The energy transferred during such impacts can provide sufficient escape velocity required to overcome the remaining gravitational force in our uppermost atmospheric layer. Unfortunately, if this escape velocity is combined with an outward trajectory, there is little hope that particular atom or molecule will ever return to Earth."

---End of quote(s)--

From Bursting the Atmosphere: what happens when rain falls up? (http://trafn.com/burstatmosphere.pdf)

And one worry this paper address is that we will find that water vapor raise above this last layer, maybe even reach a height where it can disappear from gravity. If that happens there will be a very dry planet for us to survive on. But all of this are guesses. It's a new situation for us, maybe not for Earth though :) It seems as we already have had two instances where methane have gone wild f.ex without us losing the water vapor to space.

So I hope that scenario only will be that, a scenario that is. Still, we do know that methane seems to have gotten loose before, and, if it would do so again? from the frozen deposits under under our oceans, well, then we will be all to late for us, and that's why the tundras releases worries me so much. A lot of people studying geology and Earth’s history says the same. At the Permian-Triassic extinction event . (Around 280 to 230 million years ago) and at the Paleocene-Eocene Thermal Maximum (63-40 millions years ago), the beginning of what life we know today, this scenario seems to have happened twice already.
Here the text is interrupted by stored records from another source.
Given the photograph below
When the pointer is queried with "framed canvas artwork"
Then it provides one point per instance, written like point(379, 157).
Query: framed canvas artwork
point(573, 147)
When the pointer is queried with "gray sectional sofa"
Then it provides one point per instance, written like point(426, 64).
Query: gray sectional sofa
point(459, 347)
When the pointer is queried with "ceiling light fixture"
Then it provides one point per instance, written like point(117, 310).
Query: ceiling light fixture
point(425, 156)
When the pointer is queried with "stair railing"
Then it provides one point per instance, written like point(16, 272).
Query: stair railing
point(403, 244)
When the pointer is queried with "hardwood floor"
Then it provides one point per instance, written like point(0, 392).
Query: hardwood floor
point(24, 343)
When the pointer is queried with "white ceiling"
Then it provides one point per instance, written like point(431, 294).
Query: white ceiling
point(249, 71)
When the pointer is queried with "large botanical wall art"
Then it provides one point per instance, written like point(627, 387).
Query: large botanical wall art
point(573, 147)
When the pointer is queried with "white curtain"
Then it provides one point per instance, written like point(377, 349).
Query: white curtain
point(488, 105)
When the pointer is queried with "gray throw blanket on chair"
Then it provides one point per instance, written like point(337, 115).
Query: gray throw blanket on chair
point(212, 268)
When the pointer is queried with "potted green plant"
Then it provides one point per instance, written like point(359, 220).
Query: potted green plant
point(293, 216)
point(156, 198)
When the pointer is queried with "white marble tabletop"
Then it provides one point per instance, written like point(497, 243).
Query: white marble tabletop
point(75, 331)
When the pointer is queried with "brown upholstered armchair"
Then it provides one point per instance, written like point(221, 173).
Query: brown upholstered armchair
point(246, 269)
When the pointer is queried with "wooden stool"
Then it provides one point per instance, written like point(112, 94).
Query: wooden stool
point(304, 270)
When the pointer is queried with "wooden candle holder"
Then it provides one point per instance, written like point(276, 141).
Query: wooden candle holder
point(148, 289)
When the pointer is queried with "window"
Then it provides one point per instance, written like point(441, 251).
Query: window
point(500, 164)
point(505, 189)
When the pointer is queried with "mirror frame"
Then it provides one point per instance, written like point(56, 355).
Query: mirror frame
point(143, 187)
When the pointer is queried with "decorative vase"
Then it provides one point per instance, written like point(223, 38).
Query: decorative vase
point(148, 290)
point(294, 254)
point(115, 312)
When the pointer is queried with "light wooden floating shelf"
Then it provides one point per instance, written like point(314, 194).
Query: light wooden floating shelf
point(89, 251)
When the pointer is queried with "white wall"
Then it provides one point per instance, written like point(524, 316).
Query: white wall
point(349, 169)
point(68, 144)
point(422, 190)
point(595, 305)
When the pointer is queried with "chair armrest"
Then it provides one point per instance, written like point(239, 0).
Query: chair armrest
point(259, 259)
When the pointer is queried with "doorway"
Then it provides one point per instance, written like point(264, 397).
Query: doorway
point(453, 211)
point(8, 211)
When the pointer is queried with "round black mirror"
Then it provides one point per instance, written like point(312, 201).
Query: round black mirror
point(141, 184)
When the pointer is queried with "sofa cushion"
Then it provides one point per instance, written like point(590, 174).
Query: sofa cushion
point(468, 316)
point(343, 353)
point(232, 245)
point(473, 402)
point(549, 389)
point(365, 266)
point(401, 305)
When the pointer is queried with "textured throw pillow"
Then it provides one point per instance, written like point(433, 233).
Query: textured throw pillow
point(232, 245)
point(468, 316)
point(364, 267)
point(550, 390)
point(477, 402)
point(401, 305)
And at the Permian-Triassic extinction around 96 percent of all sea life and 70 percent of Earth’s land animals died, To be gone , never, ever, coming back, and furthermore, it is also the only known mass extinction of insects. 57% of all families and around 83% of all related gene groups/materials were killed. We’re still paying our dues for that one in reduced genetic materials etc, although it happened a quarter of a billion years ago.

But I think we can see a beginning of a change in the rain and cloud formations/canopies developing over a lot of Europe recently falling out as rain and snow. Those cloud formations won't stop the input from the sun though, neither will they stop the releases of new man made CO2, binding even more heat in the atmosphere and accelerating the methane releases from the tundra etc, but it will make the weather locally cooler in a lot of places, over a extended period of time.

Unfortunately enough they seem to occur over just the same areas that would have the greatest financial and scientific abilities to do something about it, and as people locally will see the heat not accelerating due to cloud covers my guess is that a lot of people will presume that there is little ground for the warnings from the scientific community.

But most of this are my own assumptions, even if I personally think they are correct and supported by the data I've seen so far. Earth is a very big (to us that is:) non-linear system and we will be one step behind whatever processes happening, remember that we only have started to investigate the atmosphere on a world-wide basis quite recently, and I'm expecting new surprises as time ticks on.

That Earth is described by me as being 'non linear' means that I believe that when the change reaches a certain state, the 'system' (Earth) can tip over to another state of climate fairly quick, and by then we will just have to hold on to our hats :) Hope I answered some of your thoughts here. And yeah, wish I could paint a brighter picture.